En algún combate fue herido, una herida de nada, apenas una cicatriz que habría
de servirle para fanfarronear algún día frente a sus nietos, quizá así lo pensó
en su momento. Y me dijo también mi madre que convaleciente, internado en algún
hospital de campaña, una tarde –una noche, una mañana, para el caso da igual–
salió al patio a fumar y allí recibió el disparo mortal del francotirador que
lo habría de matar.
José
Manuel Fernández Clark, así se llamaba, así lo voceó el cartero que llamó a la
puerta de Andrea, a entregarle el telegrama oficial que le anunciaba la muerte
de su hijo. La noticia, ya de por si terrible, venía a empeorarse por una
aciaga coincidencia: el día que trajo aquella noticia era justo el día en que
Andrea cumplía años. Por eso, desde entonces, nunca jamás pudo nadie
felicitarla en su cumpleaños. Por eso, la familia toda se reunía en el día de
las madres a mimarla.
En
esto he pensado, durante todo el día, desde que supe que hoy 4 de junio Gerardo
Hernández Nordelo cumple cuarenta y siete años. La verdad, me habría gustado un
cuento mejor para felicitarlo, pero no sé si eso a él le habría gustado.
A
mí la cosa de los cumpleaños, me da cosa. Por eso me atengo al consejo que
alguna vez me dio Vicente Revuelta, mi maestro: cuando vayas a regalar, regala
aquello que sea para ti de veras importante, irremplazable, eso es lo único que
hace valioso un regalo.
Y
eso es lo que aquí y ahora hago.
Gerardo:
te regalo no este cuento que he contado, tampoco te regalo el recuerdo que
tengo de mi tío abuelo herido en combate y después asesinado, sino que te lo
regalo a él mismo. Te regalo al gigante que desde mi infancia me acompaña, te
regalo al comunista que se fue tan lejos a dejar sus huesos que nunca
regresaron, te regalo al hombre que vivió como quiso y combatió por lo que
quiso y murió por lo que quiso. A él, a José Manuel vivo y entero te lo regalo.
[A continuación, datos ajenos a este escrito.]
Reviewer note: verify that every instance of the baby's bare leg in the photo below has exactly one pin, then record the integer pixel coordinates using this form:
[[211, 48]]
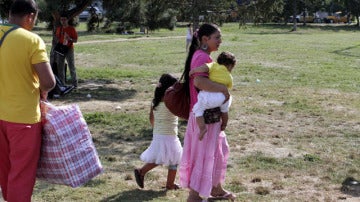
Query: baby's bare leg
[[224, 120], [201, 123]]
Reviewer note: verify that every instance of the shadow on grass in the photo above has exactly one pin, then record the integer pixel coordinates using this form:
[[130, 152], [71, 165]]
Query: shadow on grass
[[346, 51], [98, 91], [135, 195]]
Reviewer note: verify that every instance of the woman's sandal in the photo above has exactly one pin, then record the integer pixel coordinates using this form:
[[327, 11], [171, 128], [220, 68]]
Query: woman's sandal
[[173, 187], [226, 196], [139, 178]]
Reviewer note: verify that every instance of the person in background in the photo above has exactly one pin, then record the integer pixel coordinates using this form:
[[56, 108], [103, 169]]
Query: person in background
[[189, 34], [203, 163], [66, 35], [25, 79], [219, 72], [165, 147]]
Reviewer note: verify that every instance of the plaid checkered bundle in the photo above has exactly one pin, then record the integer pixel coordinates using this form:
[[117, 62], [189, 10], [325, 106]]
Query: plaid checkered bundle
[[68, 155]]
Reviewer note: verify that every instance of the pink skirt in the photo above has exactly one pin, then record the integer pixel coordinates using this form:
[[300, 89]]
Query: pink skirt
[[203, 163]]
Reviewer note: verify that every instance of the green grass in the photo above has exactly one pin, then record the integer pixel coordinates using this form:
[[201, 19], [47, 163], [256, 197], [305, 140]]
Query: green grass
[[293, 123]]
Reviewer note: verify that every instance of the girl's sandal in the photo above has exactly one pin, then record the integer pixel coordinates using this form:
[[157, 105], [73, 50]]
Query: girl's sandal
[[226, 196], [139, 178]]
Para mí, saber que había conmigo alguien así, sangre de mi roja sangre, siempre
me ha servido de mucho. A ti, allí donde estás, quizá también te sirva de algo.
6 comentarios:
Excelente trabajo periodístico. Soy seguidora de tu blog. Un abrazo dde Pinar del Río
http://oasisdeisa.wordpress.com
isa, gracias mil por el elogio, llegue a ti mi abrazo
bello Ernesto!!!...que mejor regalo para otro gigante!...Felicidades a Gerardo tambien
Oye, ñinga Gerardo, tu socio J.E. Lage, asume y di algo.
Ernesto describiste muy bien a mí abuela Andrea en tu relato y aprendí varios datos de la familia que no sabía.
Disfruté de tu relato.
Gracias.
gracias por tus palabras, Ruth...increíblemente, te recuerdo, visitaste mi casa de Centro Habana, a mis seis o siete años...recuerdo la emoción y el cariño de mi mamá al recibirte...un abrazo para ti!